The Common House Fly practicularly occurs all year round but are most abundant during the summer, with several generations. The live on both food for human consumption and rubbish. This fly is of considerable epidemiological importance due to the fact it can transmit diseases.
Size, Shape and Colour: This fly is approximately 6-9mm in length, has a grey thorax with 4 dark longitudinal stripes and a blackish brown abdomen with yellowish brown spots on the sides from the second segment onwards. The distance between the eyes are wider in the female than the male. The abdomen is slightly hairy and the larvae are white and pointed.

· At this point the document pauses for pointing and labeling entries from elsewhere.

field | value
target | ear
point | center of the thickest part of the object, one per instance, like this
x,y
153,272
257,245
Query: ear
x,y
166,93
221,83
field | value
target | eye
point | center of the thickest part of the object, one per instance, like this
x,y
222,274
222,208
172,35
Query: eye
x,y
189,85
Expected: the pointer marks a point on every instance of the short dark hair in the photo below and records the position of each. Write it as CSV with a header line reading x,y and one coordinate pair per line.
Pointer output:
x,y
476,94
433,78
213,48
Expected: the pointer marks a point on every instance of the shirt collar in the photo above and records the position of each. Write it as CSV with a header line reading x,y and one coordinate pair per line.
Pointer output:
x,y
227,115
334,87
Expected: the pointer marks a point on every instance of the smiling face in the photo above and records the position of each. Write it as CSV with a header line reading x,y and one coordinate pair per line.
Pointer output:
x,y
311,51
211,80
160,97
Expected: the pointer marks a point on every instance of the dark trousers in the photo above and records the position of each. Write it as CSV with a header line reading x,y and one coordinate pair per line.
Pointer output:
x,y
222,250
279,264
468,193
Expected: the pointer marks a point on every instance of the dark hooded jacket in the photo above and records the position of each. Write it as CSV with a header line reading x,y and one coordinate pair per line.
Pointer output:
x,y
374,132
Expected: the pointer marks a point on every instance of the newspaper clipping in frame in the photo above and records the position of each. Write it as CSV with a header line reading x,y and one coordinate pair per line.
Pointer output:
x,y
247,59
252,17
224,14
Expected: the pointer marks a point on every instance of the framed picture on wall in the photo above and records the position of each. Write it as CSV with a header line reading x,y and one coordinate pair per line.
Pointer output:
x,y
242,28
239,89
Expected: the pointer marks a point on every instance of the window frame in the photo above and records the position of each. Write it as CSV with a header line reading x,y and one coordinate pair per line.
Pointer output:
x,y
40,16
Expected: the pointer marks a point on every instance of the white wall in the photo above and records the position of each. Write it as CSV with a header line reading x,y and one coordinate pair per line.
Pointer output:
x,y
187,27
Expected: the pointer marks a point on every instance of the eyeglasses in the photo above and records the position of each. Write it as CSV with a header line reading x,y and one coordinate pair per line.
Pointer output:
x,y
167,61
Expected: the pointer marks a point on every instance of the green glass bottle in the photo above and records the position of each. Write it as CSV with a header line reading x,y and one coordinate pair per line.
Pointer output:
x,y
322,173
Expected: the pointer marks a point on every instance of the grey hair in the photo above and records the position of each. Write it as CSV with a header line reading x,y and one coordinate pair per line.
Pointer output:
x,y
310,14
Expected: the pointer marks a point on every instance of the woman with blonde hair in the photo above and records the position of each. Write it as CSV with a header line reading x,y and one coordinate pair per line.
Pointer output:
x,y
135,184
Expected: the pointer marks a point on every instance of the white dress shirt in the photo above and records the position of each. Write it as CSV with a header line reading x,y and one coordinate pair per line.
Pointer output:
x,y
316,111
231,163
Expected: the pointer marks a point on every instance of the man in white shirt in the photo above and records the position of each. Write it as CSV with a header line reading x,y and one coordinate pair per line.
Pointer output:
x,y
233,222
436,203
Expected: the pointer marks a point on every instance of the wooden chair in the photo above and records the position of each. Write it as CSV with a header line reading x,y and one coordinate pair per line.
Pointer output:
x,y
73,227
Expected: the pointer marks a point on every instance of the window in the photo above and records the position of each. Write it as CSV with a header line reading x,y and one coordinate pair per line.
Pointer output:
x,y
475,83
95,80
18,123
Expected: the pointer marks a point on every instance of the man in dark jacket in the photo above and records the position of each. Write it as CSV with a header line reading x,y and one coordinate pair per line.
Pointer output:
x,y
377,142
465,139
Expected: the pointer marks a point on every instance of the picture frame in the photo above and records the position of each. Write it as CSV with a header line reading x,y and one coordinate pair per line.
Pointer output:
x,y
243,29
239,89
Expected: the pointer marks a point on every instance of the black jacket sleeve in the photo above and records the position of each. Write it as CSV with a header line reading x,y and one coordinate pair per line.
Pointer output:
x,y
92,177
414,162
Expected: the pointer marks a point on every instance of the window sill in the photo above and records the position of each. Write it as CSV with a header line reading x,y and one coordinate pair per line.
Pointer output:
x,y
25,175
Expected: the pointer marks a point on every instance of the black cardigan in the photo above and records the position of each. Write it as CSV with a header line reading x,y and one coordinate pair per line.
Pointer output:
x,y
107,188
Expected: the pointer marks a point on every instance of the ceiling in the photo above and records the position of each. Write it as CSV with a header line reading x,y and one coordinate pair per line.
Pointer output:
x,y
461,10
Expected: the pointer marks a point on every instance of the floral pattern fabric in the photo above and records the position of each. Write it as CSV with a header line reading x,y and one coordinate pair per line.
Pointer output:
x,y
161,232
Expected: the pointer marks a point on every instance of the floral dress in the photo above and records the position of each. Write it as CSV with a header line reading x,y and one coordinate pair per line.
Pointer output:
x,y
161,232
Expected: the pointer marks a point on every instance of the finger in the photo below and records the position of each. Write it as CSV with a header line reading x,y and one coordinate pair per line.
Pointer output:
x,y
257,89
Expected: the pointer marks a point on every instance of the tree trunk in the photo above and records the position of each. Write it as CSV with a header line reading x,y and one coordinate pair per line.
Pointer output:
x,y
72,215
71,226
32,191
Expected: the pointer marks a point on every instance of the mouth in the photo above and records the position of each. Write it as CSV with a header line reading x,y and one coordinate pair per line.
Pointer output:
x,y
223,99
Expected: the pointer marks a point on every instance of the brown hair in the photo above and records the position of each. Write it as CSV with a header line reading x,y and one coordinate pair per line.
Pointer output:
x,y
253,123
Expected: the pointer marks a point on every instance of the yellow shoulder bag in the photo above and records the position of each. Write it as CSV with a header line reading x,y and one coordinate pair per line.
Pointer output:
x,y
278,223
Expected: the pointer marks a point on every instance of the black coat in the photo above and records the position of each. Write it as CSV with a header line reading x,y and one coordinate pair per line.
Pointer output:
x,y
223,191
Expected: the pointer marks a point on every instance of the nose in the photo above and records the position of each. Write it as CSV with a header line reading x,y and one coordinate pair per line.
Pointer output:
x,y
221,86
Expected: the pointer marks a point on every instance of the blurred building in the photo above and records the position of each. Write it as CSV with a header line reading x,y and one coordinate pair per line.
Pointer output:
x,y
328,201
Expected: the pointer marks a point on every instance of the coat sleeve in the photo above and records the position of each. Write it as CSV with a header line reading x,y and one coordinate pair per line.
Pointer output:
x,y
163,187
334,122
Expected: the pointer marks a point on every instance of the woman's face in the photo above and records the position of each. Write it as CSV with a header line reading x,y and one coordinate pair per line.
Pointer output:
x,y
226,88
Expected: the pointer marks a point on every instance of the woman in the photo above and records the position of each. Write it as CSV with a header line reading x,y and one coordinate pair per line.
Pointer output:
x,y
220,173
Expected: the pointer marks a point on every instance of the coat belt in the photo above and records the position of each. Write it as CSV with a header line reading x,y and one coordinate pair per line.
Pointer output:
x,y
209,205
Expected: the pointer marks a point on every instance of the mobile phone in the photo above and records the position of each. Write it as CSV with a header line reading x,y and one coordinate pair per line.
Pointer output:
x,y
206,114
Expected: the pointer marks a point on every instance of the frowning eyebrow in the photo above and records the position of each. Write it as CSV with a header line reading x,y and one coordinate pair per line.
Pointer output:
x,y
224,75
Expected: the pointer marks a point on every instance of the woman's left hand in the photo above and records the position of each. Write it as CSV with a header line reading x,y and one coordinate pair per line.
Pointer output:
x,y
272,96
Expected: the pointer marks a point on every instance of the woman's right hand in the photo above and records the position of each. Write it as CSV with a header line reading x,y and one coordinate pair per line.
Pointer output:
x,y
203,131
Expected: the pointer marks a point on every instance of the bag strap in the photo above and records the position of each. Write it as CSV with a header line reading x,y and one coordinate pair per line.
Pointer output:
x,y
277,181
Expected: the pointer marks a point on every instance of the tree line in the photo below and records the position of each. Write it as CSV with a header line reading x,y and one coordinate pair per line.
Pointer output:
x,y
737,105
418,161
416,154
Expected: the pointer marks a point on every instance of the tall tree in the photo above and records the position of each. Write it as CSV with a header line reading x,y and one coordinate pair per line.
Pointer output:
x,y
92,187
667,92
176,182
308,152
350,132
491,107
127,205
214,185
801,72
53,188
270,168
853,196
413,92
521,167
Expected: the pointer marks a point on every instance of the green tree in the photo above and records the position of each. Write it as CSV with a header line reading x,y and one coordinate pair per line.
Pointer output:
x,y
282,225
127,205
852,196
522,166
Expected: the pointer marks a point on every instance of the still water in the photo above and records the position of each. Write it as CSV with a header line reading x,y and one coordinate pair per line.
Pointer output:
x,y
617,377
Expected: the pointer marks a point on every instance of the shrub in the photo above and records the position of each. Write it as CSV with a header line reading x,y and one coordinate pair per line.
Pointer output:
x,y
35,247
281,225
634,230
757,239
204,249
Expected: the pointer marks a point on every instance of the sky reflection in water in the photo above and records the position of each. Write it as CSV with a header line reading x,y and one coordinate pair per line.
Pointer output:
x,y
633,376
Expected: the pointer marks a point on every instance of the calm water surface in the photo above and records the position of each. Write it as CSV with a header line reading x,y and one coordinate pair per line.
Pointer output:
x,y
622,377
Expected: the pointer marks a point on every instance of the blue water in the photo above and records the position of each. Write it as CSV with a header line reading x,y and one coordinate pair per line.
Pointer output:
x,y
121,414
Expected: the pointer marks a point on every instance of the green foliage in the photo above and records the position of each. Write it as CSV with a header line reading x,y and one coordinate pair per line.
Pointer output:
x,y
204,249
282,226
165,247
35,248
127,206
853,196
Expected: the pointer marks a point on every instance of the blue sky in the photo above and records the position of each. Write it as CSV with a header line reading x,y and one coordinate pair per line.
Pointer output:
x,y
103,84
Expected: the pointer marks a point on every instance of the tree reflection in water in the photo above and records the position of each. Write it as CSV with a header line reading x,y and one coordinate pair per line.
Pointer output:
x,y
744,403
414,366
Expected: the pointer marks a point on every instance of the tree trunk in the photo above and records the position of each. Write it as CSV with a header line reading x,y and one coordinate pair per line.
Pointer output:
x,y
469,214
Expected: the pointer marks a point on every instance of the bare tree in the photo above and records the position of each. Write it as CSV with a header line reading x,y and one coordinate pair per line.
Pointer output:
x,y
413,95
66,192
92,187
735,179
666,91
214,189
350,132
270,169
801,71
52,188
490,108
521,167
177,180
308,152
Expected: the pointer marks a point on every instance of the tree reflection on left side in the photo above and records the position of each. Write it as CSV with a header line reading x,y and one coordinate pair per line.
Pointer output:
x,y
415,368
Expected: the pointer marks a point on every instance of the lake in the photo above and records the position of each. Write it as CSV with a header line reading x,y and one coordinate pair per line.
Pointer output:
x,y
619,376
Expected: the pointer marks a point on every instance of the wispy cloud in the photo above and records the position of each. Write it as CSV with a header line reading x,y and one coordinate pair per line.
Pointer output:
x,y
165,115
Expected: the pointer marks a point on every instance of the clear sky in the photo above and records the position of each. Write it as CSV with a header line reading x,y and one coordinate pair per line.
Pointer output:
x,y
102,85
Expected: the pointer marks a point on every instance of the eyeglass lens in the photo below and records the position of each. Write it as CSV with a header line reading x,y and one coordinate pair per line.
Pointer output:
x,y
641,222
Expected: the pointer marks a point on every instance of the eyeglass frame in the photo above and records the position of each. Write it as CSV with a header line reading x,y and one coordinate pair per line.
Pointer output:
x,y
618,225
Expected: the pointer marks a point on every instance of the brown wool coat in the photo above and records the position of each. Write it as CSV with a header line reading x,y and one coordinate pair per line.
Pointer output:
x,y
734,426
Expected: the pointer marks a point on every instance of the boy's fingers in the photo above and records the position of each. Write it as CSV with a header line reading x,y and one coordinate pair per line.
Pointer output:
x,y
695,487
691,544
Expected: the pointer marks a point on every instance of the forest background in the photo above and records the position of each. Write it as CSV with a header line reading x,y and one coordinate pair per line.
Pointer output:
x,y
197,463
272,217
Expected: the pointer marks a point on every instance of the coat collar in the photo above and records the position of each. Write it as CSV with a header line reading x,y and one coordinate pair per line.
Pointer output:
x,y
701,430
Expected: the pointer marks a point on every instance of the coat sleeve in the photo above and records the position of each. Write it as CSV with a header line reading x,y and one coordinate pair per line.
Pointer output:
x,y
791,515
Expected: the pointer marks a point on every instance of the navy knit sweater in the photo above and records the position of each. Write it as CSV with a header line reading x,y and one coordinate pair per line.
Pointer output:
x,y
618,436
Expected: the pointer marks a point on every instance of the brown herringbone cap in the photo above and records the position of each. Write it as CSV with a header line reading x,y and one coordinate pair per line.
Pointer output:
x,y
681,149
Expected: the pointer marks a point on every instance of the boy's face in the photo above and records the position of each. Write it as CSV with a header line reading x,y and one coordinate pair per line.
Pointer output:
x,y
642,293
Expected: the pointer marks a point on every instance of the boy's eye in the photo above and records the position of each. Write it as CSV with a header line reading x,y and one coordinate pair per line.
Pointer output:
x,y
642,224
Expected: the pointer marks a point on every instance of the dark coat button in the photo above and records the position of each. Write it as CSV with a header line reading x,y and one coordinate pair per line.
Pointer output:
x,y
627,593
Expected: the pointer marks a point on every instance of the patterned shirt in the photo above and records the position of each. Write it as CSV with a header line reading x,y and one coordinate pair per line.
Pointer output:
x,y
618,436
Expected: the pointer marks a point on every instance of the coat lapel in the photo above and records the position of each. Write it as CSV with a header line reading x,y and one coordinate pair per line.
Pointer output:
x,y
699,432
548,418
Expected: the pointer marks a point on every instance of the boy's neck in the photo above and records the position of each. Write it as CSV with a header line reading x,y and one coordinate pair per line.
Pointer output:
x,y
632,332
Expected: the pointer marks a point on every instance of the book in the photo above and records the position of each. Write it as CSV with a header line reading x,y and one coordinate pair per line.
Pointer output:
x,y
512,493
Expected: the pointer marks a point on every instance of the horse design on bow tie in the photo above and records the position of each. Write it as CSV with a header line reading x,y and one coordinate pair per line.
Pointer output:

Biology: The eggs are laid in food stuffs and are 1mm long, often laid in batches of up to 150 at a time. There can be upto 5 batches of these laid in a lifetime and will hatch within 8-48 hours depending on the evnironment and temperature. These are just 1mm in length and have just 3 instars in larval development. The fully grown larvae measure 10-13mm, are yellowish white and glossy. They live in rubbish, manure and excrement and pupae in a tubby brown puparium. They prefer to pupate in soil and will bury themselves around 60cm. The pupae is around 5-6mm in length and in about 3-4 weeks the adult fly will hatch. The flies are generally active from April to November and will live for anything from 25-52 days.
Preferred Foods: Fermenting, moist or rotting matter are preferred, however high protein animal waste and refuse are also a suitable food source.
Habitat: Food premises are of a desired habitat. Compactors, rubbish storage areas and anywhere where bad hygiene practices can be exploited.